She swaggered onstage in knee-length boots, hip-hugging breeches, silk-lined cloak and tricorn hat – the epitome of a pantomime principal boy.
This was perfectly appropriate for a concert of music from her album Sacrificium which explores works performed by opera’s most exotic performers, the castrati, who combined glorious singing with gender-bending and a dash of theatrical camp.
Apart from Handel, the 18th century composers whose music Bartoli brought so vividly to life – Broschi, Caldara, Araia – are now just footnotes in books of musical scholarship. She has unearthed some operatic gems, lavished upon them all her prodigious vocal talents and presented them with immense vivacity. Nicolo Porpora’s storm aria Como nave got us under way emphatically but his gentle Usignola sventurato, complete with bird calls and piccolo accompaniment, saw Bartoli create a hushed mood of pastoral repose.
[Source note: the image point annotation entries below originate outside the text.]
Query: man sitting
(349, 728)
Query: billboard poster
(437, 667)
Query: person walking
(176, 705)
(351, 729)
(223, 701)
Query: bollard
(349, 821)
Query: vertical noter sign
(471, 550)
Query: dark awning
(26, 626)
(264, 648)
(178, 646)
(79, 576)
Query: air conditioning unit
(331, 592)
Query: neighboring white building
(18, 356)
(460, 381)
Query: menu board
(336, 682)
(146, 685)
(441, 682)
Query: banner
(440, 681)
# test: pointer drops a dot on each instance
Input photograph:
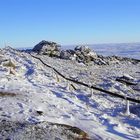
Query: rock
(47, 48)
(127, 79)
(84, 49)
(68, 54)
(84, 54)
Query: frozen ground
(33, 87)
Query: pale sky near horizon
(23, 23)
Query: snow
(36, 87)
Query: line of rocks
(82, 54)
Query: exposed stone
(47, 48)
(84, 54)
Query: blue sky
(23, 23)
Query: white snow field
(31, 92)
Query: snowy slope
(35, 87)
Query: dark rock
(84, 54)
(47, 48)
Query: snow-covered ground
(34, 87)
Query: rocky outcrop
(84, 54)
(68, 54)
(47, 48)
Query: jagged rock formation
(82, 54)
(47, 48)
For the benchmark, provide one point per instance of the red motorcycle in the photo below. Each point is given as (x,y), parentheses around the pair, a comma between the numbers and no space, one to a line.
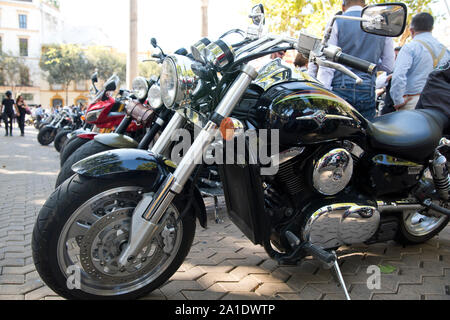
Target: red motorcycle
(105,114)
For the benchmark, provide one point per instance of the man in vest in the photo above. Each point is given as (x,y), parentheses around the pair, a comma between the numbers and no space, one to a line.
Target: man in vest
(347,34)
(415,62)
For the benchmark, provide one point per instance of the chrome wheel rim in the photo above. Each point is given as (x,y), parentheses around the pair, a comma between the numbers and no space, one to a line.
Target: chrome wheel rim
(98,231)
(420,225)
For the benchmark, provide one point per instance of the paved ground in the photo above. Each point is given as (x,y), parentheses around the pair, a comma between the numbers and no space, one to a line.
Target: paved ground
(222,263)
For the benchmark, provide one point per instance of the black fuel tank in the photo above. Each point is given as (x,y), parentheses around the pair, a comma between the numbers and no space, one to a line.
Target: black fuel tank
(306,113)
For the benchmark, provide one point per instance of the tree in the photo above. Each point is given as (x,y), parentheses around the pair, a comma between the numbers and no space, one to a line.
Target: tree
(312,16)
(107,62)
(14,72)
(64,64)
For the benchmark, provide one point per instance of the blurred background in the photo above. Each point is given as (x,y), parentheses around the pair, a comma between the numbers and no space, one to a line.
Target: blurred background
(49,48)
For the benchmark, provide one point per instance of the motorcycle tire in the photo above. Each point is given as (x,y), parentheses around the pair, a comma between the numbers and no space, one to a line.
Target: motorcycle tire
(87,150)
(61,139)
(58,219)
(46,136)
(406,234)
(70,147)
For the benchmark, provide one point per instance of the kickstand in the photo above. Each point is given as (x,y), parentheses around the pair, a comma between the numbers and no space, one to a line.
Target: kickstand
(340,277)
(216,211)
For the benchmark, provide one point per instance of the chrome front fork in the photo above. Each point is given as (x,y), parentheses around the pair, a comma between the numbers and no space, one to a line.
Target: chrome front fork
(150,211)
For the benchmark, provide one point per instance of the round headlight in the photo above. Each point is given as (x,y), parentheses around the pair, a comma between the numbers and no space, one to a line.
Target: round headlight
(154,97)
(177,81)
(168,82)
(140,87)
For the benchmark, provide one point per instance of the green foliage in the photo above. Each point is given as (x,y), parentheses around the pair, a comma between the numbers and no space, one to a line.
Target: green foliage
(64,64)
(312,16)
(13,71)
(106,62)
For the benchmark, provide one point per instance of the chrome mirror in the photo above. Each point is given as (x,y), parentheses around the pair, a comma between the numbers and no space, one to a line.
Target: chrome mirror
(257,15)
(388,19)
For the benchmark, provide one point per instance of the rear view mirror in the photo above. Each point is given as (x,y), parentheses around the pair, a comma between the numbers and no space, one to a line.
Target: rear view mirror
(94,77)
(257,15)
(387,19)
(154,43)
(111,86)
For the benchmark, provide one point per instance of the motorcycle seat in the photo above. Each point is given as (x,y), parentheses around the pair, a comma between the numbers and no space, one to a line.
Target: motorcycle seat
(410,135)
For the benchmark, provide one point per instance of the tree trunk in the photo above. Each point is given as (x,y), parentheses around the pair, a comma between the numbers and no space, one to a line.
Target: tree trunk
(205,4)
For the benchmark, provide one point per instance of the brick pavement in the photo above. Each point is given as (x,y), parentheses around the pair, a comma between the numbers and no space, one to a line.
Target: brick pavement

The Kammerorchester Basel, under their exuberant leader Julia Schröder, gave splendid support both in the arias and the interspersed instrumental pieces by Porpora.
Castrati also sang female roles and for Porpora’s florid and rousing Nobil onda Bartoli donned crinoline flounces and ostrich feathers – both diva and divo. Bartoli’s singing, her beaming smile and showmanship reminds us that opera can be fun – her standing ovation was thoroughly deserved.